1) qu'est-ce que c'est ?
2) Est-ce que ça représente un danger pour mes rats ?
3) Qu'est-ce qui les attire ?
4) Comment s'en débarrasser ?

Je n'en ai pas trouvé ni dans la nourriture ni dans la litière entreposée dans cette pièce. par contre j'en ai trouvé plusieurs dans le linge propre qui avait séché dehors.

----------


## vlg1728

coucou, 

je ne sais pas exactement quelle espèce, mais c'est un scarabée. Il est opportuniste et mange probablement fruits et graines, et divers déchets organiques qui lui passent sous le nez (feuilles, bois, déjections, restes de repas...). Ils ont probablement été attirés par l'humidité du linge en train de sécher, rien de bien méchant. Pense à protéger tes réserves de nourriture dans des pots hermétiques, et relâche ces insectes dehors, ils ne sont pas particulièrement nuisibles près d'une habitation.

----------


## Vero36

oui hier et aujourd'hui je me suis amusée à les attrapper et à les remettre dehors   ::  Bon aujourd'hui on en a trouvé moins qu'hier donc j'ai bon espoir qu'ils aillent squatter ailleurs
ils ressemblent effectivement à des scarabées miniatures.
Je n'en ai vraiment pas dans la litière ni la nourriture, ni les cages, j'ai vérifié encore aujourd'hui. par contre on en a trouvé dans d'autres pièces de la maison : toutes les pièces qui donnent sur les champs donc je pense qu'ils sont rentrés dans la nuit de samedi à dimanche ou on avait laissé ouvertes toutes les fenêtres...
A suivre...

----------


## Anto26

> HELP 
> 
> Je viens de trouver toute une colonie de petites bêtes noires dans la pièce où vivent mes ratous. Je les ai aspirés et mis à la poubelle dehors mais j'ai très peur qu'ils reviennet et/ou qu'il en reste ..
> 
> 1) qu'est-ce que c'est ?
> 2) Est-ce que ça représente un danger pour mes rats ?
> 3) Qu'est-ce qui les attire ?
> 4) Comment s'en débarrasser ?
> 
> Je n'en ai pas trouvé ni dans la nourriture ni dans la litière entreposée dans cette pièce. par contre j'en ai trouvé plusieurs dans le linge propre qui avait séché dehors.

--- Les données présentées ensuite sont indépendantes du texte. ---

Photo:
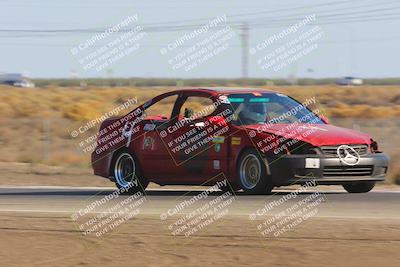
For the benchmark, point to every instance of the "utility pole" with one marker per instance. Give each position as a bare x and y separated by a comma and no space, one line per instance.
244,34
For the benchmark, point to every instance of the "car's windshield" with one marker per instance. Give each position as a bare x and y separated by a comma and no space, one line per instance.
259,108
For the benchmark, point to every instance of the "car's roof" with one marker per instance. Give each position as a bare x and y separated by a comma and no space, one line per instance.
227,90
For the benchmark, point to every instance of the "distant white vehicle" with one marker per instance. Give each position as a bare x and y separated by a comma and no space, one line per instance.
350,81
16,79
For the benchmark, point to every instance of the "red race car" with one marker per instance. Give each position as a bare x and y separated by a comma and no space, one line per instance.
251,138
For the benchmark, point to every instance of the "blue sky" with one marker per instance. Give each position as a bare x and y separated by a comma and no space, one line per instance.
366,47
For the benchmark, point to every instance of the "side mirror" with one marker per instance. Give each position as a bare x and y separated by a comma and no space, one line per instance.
324,119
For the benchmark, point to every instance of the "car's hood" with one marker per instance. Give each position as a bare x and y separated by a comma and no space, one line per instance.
314,134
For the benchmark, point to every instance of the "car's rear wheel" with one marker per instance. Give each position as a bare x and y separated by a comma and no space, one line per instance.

Bonsoir, je viens de voir votre message sur ces insectes. Cela va faire 2-3jours que j'en trouve chez moi, cela ressemble bien à des scarabées, savez vous ce que c'est ? 
Et comment vous en êtes vous débarrasser ? Car cela deviens un peu chiant d'en trouver partout...

Merci  d'avance

----------


## Sha-ka

Ce sont des coléoptères, pour l'espèce précise difficile à dire, ils sont certainement dans un paquet de nourriture sèche type foin ou céréales, il faut chercher de ce côté. Par rapport aux rats ils ne le feront aucun mal.

----------


## Aniky

Ca ressemble a des ténébrions mais ce sont des insectes que l'on trouve dans la nourriture (humaine et animales) donc peu de chances que ce soit ca.
De quelle couleurs sont les pattes ?

----------


## Mam Bo

Des petites vrillettes ? Il faut éliminer la source de nourriture. Nettoyer à fond la pièce, jeter tout ce qui est colonisé, mettre le reste en contenants hermétiques.

----------